The example below generates an example dataset and then embeds a plot.

create_input_df <- function(repeats = 3){
  
  input_df <- dplyr::tibble(
    team = c("A1", "B2", "C3", "C4"),
    Wins = c(3, 2, 1, 1),
    Losses = c(2, 3, 2, 4),
    Ties = c(0, 0, 2, 0),
    outcomes = list(
      c(1, .5, 0) %>% rep(each = repeats),
      c(0, 1, 0.5) %>% rep(each = repeats),
      c(0, 0.5, 1) %>% rep(each = repeats),
      c(0.5, 1, 0) %>% rep(each = repeats)
    )
  )
  
  input_df
  
}

create_input_df(5) %>% 
  dplyr::glimpse()
#> create_input_df(5) %>% 
#>   dplyr::glimpse()
#>
#> Rows: 4
#> Columns: 5
#> $ team     <chr> "A1", "B2", "C3", "C4"
#> $ Wins     <dbl> 3, 2, 1, 1
#> $ Losses   <dbl> 2, 3, 2, 4
#> $ Ties     <dbl> 0, 0, 2, 0
#> $ outcomes <list> <1.0, 1.0, 1.0, 1.0, 1.0, 0.5,...

Now that we have way to quickly generate example data, we can show the ability to incrementally add the win/losses.

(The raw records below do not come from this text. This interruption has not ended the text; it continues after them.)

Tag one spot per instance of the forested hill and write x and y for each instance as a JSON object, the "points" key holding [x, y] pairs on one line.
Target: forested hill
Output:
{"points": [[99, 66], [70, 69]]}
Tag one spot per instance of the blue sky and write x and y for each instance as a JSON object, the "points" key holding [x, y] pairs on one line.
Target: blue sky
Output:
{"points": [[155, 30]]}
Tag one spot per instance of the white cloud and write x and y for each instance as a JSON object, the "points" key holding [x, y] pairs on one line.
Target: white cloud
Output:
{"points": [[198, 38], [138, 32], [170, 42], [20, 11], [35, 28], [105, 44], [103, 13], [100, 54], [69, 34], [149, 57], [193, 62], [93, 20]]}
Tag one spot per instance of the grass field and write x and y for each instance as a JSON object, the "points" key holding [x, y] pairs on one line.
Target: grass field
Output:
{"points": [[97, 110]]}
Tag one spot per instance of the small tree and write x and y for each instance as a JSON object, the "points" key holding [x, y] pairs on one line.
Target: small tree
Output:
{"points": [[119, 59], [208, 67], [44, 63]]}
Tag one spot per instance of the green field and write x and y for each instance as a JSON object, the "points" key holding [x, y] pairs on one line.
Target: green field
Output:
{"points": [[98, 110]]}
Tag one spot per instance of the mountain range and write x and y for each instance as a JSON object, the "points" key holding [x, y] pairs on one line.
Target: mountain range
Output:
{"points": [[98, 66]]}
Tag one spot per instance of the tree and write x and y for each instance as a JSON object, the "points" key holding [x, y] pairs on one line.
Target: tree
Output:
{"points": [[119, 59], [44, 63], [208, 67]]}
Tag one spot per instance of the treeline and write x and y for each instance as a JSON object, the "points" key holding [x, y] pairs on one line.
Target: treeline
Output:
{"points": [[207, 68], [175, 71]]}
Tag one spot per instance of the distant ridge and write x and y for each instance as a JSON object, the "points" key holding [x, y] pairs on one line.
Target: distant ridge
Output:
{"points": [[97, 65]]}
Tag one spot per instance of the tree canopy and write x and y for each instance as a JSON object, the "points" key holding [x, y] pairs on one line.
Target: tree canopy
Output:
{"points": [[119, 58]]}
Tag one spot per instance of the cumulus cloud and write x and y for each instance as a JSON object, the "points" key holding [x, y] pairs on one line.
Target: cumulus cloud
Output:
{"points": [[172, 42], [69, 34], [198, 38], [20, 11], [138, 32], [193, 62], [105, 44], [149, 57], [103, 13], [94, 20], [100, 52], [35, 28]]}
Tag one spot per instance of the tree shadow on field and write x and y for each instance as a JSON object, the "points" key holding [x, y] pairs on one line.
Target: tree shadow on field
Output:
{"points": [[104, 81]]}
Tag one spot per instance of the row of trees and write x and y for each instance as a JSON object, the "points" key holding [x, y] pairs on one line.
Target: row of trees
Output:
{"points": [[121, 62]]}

Starting with 3 games. Please ignore the Wins/Loss/Ties columns, as they are simply placeholders. I am iterating the length of the outcomes list row.

create_input_df(1) %>% 
  gt() %>% 
  gt_plt_winloss(outcomes, max_wins = 15) %>% 
  tab_options(data_row.padding = px(2))

And moving to 12 games, we can see that the scale is unchanged, and “empty” points are replaced with outcomes once the values are present in the data.

create_input_df(4) %>% 
  gt() %>% 
  gt_plt_winloss(outcomes, max_wins = 15) %>% 
  tab_options(data_row.padding = px(2))

You can also switch over to ‘squares’ instead of ‘pills’ by changing the type argument.

create_input_df(4) %>% 
  gt() %>% 
  gt_plt_winloss(outcomes, max_wins = 15, type = "square") %>% 
  tab_options(data_row.padding = px(2))

A more realistic use case is seen below with data from {nflreadr}:

library(dplyr)
library(tidyr)
library(nflreadr)

games_df <- nflreadr::load_schedules() %>% 
  filter(season == 2020, game_type == "REG") %>% 
  select(game_id, team_home = home_team, team_away = away_team, result, week) %>% 
  pivot_longer(contains('team'), names_to = 'home_away', values_to = 'team', names_prefix = 'team_') %>% 
  mutate(
    result = ifelse(home_away == 'home', result, -result),
    win = ifelse(result == 0 , 0.5, ifelse(result > 0, 1, 0))
  ) %>% 
  select(week, team, win) %>% 
  mutate(
    team = case_when(
      team == 'STL' ~ 'LA',
      team == 'OAK' ~ 'LV',
      team == 'SD' ~ 'LAC',
      T ~ team
    )
  )

team_df <- nflreadr::load_teams() %>% 
  select(team_wordmark, team_abbr, team_conf, team_division)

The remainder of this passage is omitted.